- 2 cups uncooked macaroni,can also use gluten-free pasta
- 5 cups chicken stock,or vegetable stock
- 1 12 ounce bag cauliflower florets, or 1 head cauliflower cut into florets
- 1 cup shredded cheese,I use a mixture of fontina, gruyere, and parmesan
- 3/4 teaspoon salt
- Garnish with chopped chives and extra shredded parmesan cheese
- Bring a pot of water to a boil. Add the macaroni and cook according to package, about 7-8 minutes. Drain noodles and set aside.
- In the same pot bring the chicken stock to a boil. Add the cauliflower and cook until fork tender, about 5-7 minutes.
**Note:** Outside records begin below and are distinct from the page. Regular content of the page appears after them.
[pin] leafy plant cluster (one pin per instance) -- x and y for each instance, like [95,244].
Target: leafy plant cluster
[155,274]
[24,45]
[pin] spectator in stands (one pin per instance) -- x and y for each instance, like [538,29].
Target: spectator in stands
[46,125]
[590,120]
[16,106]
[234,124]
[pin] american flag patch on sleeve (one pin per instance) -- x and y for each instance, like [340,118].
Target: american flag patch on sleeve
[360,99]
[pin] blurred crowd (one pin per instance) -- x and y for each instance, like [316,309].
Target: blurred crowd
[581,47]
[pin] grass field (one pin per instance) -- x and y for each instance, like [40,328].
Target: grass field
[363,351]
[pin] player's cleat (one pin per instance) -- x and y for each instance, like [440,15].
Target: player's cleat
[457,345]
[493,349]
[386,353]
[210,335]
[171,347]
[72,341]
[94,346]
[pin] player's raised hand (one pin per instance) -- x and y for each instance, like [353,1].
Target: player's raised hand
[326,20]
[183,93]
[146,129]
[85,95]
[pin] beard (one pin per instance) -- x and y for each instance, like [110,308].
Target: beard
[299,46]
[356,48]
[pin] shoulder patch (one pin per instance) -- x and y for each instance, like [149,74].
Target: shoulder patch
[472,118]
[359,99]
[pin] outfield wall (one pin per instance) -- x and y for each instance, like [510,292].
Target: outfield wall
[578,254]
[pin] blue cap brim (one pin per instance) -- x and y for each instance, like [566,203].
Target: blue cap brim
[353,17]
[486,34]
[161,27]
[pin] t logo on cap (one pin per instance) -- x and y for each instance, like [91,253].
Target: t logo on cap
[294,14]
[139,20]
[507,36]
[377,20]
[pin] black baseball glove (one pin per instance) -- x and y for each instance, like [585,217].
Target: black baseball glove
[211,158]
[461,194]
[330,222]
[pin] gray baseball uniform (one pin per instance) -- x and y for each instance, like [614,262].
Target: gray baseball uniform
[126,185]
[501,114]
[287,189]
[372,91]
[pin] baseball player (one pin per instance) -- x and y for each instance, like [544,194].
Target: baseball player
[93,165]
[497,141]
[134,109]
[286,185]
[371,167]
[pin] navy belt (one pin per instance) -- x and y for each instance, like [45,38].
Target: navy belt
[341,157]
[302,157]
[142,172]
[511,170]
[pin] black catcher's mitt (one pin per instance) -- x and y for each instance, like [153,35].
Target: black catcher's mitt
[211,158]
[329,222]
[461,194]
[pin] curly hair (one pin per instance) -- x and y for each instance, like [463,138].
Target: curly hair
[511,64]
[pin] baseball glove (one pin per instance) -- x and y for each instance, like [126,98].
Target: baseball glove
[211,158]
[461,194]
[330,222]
Once cooked, reserve 1 cup of the chicken stock and set aside. Drain the rest of the cauliflower.
- Place the cooked cauliflower in a blender and add the reserved 1 cup of stock. Blend until very smooth. Pour the sauce back into the pot and warm over low heat. Add the cheese and stir continuously until cheese has melted and sauce is smooth. Add 3/4 teaspoon salt or more to taste. Add the cooked noodles to the cheese sauce and stir until well coated.
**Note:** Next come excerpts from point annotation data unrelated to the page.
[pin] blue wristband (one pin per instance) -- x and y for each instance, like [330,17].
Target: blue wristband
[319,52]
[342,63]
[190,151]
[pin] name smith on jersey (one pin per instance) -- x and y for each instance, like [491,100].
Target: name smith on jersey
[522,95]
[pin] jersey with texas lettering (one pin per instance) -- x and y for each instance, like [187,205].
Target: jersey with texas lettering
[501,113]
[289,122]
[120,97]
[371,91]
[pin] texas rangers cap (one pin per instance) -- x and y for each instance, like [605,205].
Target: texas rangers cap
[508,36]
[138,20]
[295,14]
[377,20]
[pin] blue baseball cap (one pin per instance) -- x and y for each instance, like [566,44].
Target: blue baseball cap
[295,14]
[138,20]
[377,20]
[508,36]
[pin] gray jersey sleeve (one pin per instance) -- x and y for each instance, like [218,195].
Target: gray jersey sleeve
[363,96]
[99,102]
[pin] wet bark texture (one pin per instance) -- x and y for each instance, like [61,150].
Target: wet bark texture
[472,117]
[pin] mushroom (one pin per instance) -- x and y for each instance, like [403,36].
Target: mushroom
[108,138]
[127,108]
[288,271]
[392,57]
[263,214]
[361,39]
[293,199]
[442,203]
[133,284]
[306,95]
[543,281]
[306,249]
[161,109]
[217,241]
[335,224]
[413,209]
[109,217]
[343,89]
- Remove from heat and serve immediately. Garnish with chopped chives and extra shredded parmesan cheese if desired.
* I like the combination of the three cheeses in this dish. The fontina is mild and melts beautifully. The gruyere is a little sharp and compliments the mildness of the fontina. And the parmesan gives it a nice salty bite. Together they make the perfect trio for this restaurant style, “healthy-ish” mac and cheese.